I always assumed if you were doing things where your threat model included governments trying to kill you that Tor wouldn't be all that useful even if it was secure.

midtake a day ago

Monitoring exit nodes does not necessarily reveal hidden services, though.

Edit: Never does, exit nodes are not part of the circuit, thanks to commenter below.

  • system33- a day ago

    Monitoring exits is completely irrelevant to onion services, in fact.

    Completely.

    Exits aren’t a part of the circuit. Ever.

drexlspivey a day ago

If they run just the exit node they still can’t de-anonymize you right?

  • system33- a day ago

    Depends on the content of your traffic.

    If “deanonymize” strictly means perform a timing attack using info you have from the beginning and end of the circuit, then by definition you’re correct.

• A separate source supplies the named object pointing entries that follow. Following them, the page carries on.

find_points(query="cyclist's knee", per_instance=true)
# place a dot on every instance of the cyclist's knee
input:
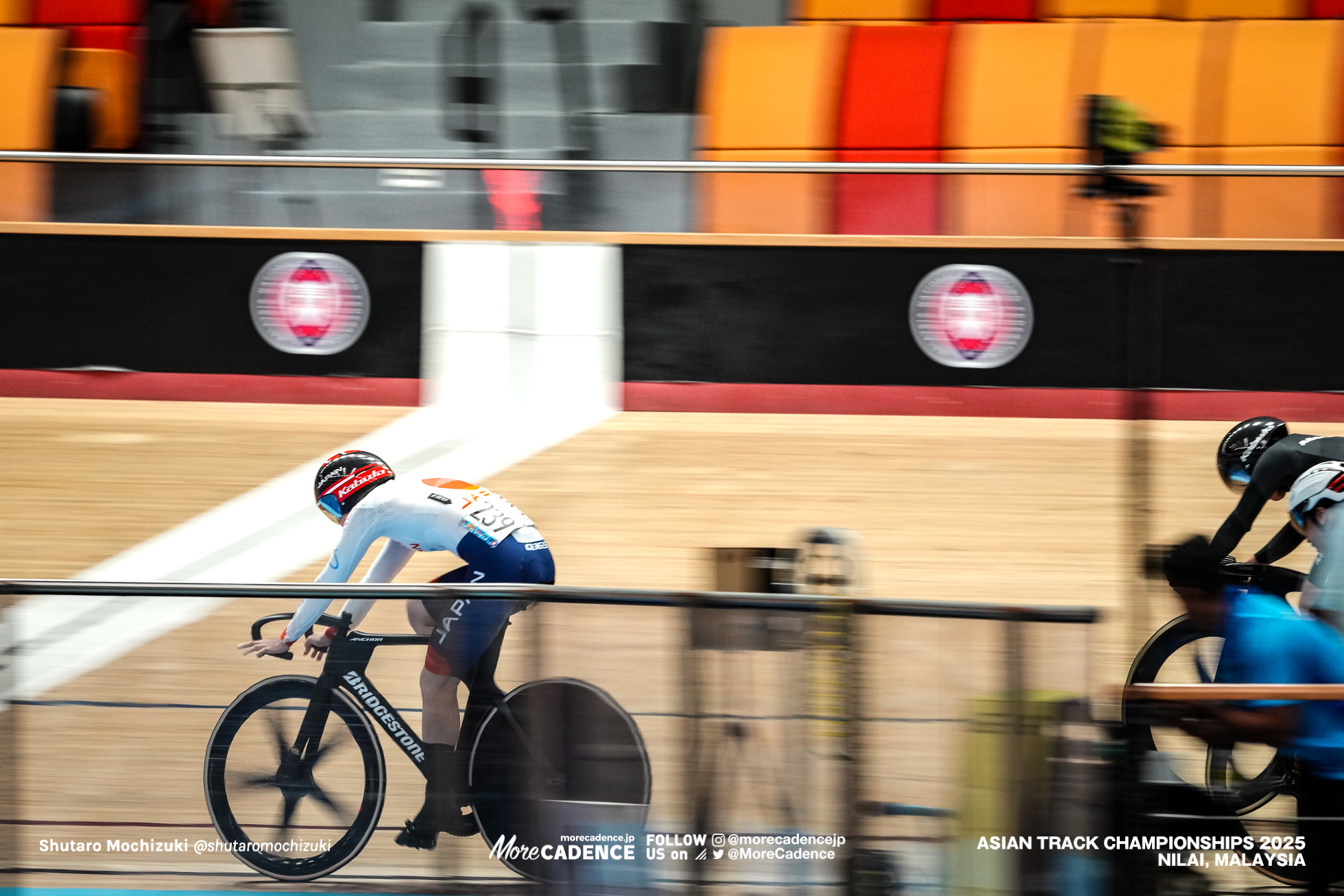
(420, 618)
(436, 665)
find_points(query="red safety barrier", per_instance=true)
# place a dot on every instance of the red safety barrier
(211, 387)
(961, 400)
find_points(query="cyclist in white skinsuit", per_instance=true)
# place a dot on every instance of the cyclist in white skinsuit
(499, 543)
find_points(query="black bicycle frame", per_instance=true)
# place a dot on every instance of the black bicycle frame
(346, 666)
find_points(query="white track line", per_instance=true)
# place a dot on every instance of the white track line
(259, 536)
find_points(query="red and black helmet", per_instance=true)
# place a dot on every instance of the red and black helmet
(343, 480)
(1243, 448)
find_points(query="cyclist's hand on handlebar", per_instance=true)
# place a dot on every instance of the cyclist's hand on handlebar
(316, 645)
(265, 646)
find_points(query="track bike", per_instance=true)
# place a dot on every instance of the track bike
(550, 758)
(1240, 779)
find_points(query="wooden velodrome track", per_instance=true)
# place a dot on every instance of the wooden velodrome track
(1026, 511)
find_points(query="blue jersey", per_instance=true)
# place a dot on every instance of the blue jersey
(1269, 642)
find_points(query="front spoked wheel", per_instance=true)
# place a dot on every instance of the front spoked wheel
(287, 816)
(1243, 779)
(560, 762)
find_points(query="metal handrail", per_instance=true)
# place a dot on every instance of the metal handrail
(680, 166)
(557, 594)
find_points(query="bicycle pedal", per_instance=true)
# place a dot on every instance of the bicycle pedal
(417, 837)
(463, 825)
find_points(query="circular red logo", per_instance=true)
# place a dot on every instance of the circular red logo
(309, 302)
(971, 316)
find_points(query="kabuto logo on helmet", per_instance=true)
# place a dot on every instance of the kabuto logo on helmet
(346, 479)
(971, 316)
(309, 304)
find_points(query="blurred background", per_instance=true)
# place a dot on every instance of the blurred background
(959, 389)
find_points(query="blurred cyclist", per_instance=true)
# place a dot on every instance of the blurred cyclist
(1265, 641)
(1312, 511)
(499, 544)
(1261, 460)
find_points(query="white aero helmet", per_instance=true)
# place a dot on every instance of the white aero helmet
(1324, 483)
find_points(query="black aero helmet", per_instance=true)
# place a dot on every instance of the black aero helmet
(343, 480)
(1243, 446)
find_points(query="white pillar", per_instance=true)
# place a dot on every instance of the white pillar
(522, 324)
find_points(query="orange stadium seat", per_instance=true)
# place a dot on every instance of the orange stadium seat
(984, 10)
(891, 110)
(1236, 8)
(1011, 85)
(1284, 85)
(1100, 8)
(861, 10)
(769, 95)
(1013, 96)
(117, 110)
(95, 12)
(15, 12)
(29, 75)
(1157, 66)
(1284, 105)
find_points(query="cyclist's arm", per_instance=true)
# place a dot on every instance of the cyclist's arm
(1241, 519)
(392, 559)
(355, 539)
(1284, 542)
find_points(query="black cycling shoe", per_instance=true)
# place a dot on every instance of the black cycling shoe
(417, 836)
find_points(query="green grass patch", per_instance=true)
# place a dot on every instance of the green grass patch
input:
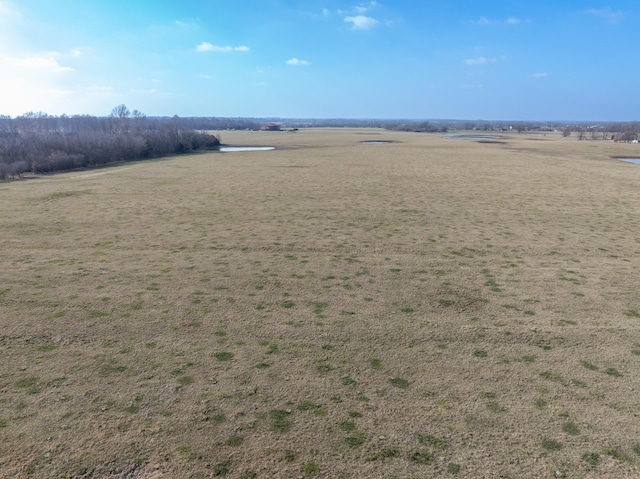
(280, 420)
(421, 457)
(386, 453)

    But if you visit an identifying set of websites and/or ignore TLS errors or … they can still deanonymize you.

    • iluvcommunism a day ago

      What role do TLS errors play in de-anonymizing onion traffic?

      • system33- a day ago

        My comment is strictly about exit nodes which are not used as part of connecting to onion services.

        Ignoring TLS errors might mean you’re ignoring the fact your exit relay is MitM attacking you.